There are at least two presumptions some people make about the peace effort in Iraq (yes, I'm being semantically clever to make a point). One presumption is the falsehood that the United States can say "never mind," stop its effort to help bring freedom and self-determination to Iraq and, like magic, those who now hate and wish to destroy us will also say "never mind" and go back to killing each other instead of us.
The other false presumption is that those who tell opinion pollsters they now oppose the war and think it makes America more vulnerable to terrorist attacks know what they are talking about. Their conclusions have been reached largely through television, which doesn't always present a complete picture. Besides, how can a nation fixated on runaway brides, missing blondes and materialism be taken seriously when it comes to global matters of defeating terrorists and liberating nations?
Secretary of Defense Donald Rumsfeld sees a gap between opinion polls and what he has observed from recent visits to Iraq. During an interview at the Pentagon on Tuesday, I asked Rumsfeld about the latest USA Today/CNN/Gallup Poll that shows that 56 percent say the war is going badly, while 57 percent say the war has made America more vulnerable to terrorism.

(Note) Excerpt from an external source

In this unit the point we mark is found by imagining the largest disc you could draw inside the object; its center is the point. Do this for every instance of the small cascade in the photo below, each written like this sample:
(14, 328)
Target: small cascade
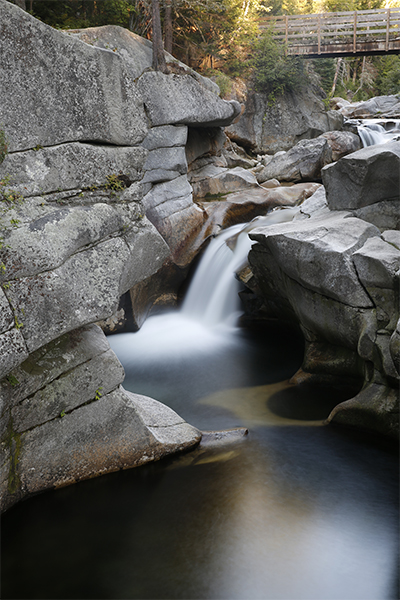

He said the soldiers in Iraq "see the progress they are making and they are absolutely dumbfounded by what they see and the impression that's left by America's media here in the United States." Rumsfeld also said the Pentagon keeps track of what the Iraqi people think and they are "increasingly optimistic about the future of their country and increasingly negative about the insurgency."
Does this sound like Vietnam when political and military leaders talked about "turning the corner" and "light at the end of the tunnel"?
"You haven't heard words like that from me," Rumsfeld answers. "What I see is a situation on the ground that is clearly a difficult one, let there be no doubt." He forecasts increasing violence between now and when a constitution is drafted later this month and scheduled elections in December.
Rumsfeld is deliberately vague in response to a question about Iran's decision to resume its nuclear program. Iran claims it only wants to produce energy from nuclear power, but the U.S. believes it will manufacture nuclear weapons.
At what moment, I asked, does this become a point of no return as it was for the Israelis who bombed Iraq's nuclear reactor in 1981? "I don't know," he says, leaving himself the widest possible latitude for diplomatic or military responses.